コラム2025/02/19
シニア世代もたんぱく質をしっかりとりましょう
1日に必要なタンパク質、足りていますか?
高齢期はタンパク質が不足しがちだと言われています。しかし、タンパク質を補おうとして食事量を増やすと、カロリーや脂質、塩分の摂取が過剰になりやすいのが悩みどころ。そこで、効率よく高タンパク・低カロリーの食材を取り入れることが大切です。

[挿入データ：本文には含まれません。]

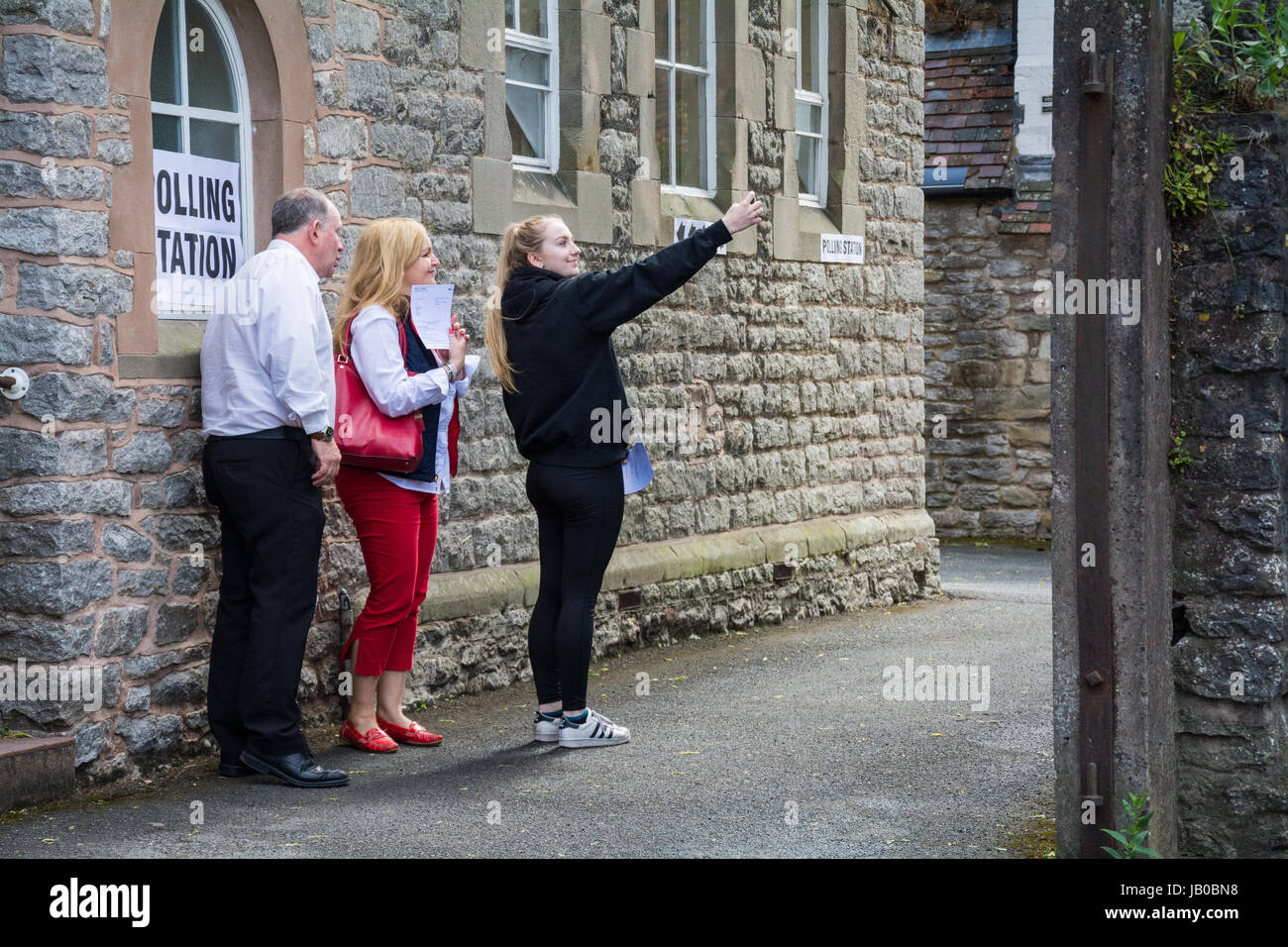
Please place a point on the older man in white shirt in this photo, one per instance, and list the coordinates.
(268, 410)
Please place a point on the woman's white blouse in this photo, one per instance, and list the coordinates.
(378, 361)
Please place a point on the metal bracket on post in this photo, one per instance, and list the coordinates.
(1091, 457)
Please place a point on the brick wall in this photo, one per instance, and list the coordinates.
(806, 379)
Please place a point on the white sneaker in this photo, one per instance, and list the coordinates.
(545, 731)
(595, 729)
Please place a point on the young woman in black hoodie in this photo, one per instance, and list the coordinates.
(549, 335)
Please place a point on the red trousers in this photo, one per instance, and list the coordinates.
(397, 530)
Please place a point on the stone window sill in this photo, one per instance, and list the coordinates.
(503, 193)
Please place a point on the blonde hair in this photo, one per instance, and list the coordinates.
(520, 240)
(384, 252)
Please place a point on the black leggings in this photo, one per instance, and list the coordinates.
(579, 517)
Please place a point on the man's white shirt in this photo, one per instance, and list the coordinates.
(269, 365)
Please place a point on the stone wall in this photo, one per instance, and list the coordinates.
(988, 367)
(1231, 589)
(799, 384)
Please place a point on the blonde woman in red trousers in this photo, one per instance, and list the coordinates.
(395, 514)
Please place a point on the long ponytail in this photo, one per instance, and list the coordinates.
(519, 240)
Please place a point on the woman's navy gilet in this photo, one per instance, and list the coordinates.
(421, 360)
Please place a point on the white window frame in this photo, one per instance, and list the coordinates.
(549, 47)
(815, 99)
(708, 73)
(185, 112)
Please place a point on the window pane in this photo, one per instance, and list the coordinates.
(215, 140)
(809, 46)
(532, 17)
(691, 131)
(809, 118)
(165, 63)
(165, 133)
(526, 114)
(527, 65)
(210, 77)
(806, 165)
(661, 30)
(691, 33)
(662, 127)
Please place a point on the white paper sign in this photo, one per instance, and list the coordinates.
(840, 248)
(686, 227)
(196, 204)
(432, 313)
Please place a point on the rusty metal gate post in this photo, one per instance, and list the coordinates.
(1111, 260)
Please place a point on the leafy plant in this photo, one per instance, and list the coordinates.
(1179, 458)
(1193, 161)
(1133, 839)
(1237, 63)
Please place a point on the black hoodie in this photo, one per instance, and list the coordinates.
(558, 334)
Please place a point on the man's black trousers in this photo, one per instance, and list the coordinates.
(270, 518)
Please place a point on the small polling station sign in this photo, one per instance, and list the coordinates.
(198, 231)
(840, 248)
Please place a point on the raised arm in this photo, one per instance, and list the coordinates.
(605, 300)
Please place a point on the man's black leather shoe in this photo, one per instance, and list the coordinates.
(295, 770)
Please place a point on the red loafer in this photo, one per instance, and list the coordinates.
(373, 741)
(415, 733)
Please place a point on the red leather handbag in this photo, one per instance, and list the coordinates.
(365, 434)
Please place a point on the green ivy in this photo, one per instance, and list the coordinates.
(1240, 64)
(1179, 458)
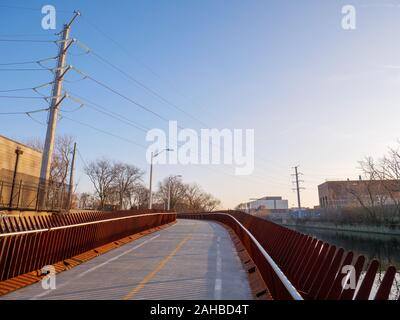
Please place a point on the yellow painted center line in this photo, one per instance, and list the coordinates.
(151, 275)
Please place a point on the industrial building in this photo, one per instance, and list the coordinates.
(19, 173)
(351, 193)
(266, 206)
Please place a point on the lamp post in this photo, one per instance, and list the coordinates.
(153, 155)
(169, 189)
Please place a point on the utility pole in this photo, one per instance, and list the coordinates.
(298, 188)
(169, 189)
(153, 155)
(56, 100)
(71, 179)
(18, 153)
(150, 184)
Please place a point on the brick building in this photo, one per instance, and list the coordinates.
(351, 193)
(20, 188)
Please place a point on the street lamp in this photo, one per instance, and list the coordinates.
(169, 189)
(153, 155)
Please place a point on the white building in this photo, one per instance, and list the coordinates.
(270, 204)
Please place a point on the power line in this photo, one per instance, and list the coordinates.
(24, 112)
(28, 88)
(28, 40)
(100, 83)
(138, 83)
(25, 69)
(26, 97)
(27, 62)
(29, 8)
(105, 132)
(107, 112)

今回は、手軽に取り入れられる高タンパク食材を紹介します。
タンパク質不足が引き起こす影響
人の体は水分の次にタンパク質が多く、筋肉・骨・血液・皮膚・髪・爪・臓器など、体のあらゆる部分を作る重要な栄養素です。
タンパク質不足の主なリスク
- 筋力低下:運動をしても筋肉がつきにくく、維持も困難に。
- 肌や髪のトラブル:ハリやツヤが失われ、乾燥しやすくなる。
- 基礎代謝・免疫力の低下:疲れやすく、風邪をひきやすくなる。
日々の食事でしっかりと補うことが大切です。
タンパク質が豊富なおすすめ食材
【肉類】
- ビーフジャーキー(55g)
- 豚ロース(27g)
- 牛ヒレ肉(27g)
- 鶏ささみ(25g)
- 生ハム(24g)
- ウインナー(13g)
※( )内の数字は100gあたりのタンパク質量
ポイント:脂肪分の少ない赤身肉を選ぶと、効率よくタンパク質を摂取できます。
【魚類】
- するめ(69g)
- いわし丸干し(33g)
- いくら(32g)
- マグロ赤身(26g)
- かつお(26g)
- さば(26g)
- たら(26g)
- ほたて貝柱(24g)
ポイント:筋トレ中やダイエット中は脂質が少なめの白身魚がおすすめ。
【豆類】
- きな粉(36g)
- 湯葉(22g)
- 納豆(17g)
- 木綿豆腐(7g)
- 油揚げ(19g)
- 豆乳(4g)
ポイント:大豆製品は植物性タンパク質の代表格。納豆は栄養価も高くおすすめ!
【乳製品】
- パルメザンチーズ(44g)
- 脱脂粉乳(34g)
- プロセスチーズ(23g)
- カマンベールチーズ(19g)
- 低脂肪ヨーグルト(4g)
- 牛乳(3g)
ポイント:脂質が気になる場合は、低脂肪タイプを選びましょう。
【卵類】
- 卵黄(17g)
- ゆで卵(16g)
- 生卵(16g)
- ポーチドエッグ(12.3g)
- うずらの卵(11g)
ポイント:アミノ酸スコア100の良質なタンパク質!手軽に食べられるゆで卵がおすすめ。
手軽にできるタンパク質補給のコツ
ちょい足しで簡単!
- 朝食のトーストにチーズをプラス
- コーヒーを豆乳ラテに
- 白米に納豆を加える
- 豆乳鍋で豆腐と豆乳を組み合わせる
まとめ
食事のメニューを大幅に変えなくても、ちょっとした工夫で高タンパクな食事を実現できます。献立を考える際に意識してみてはいかがでしょうか?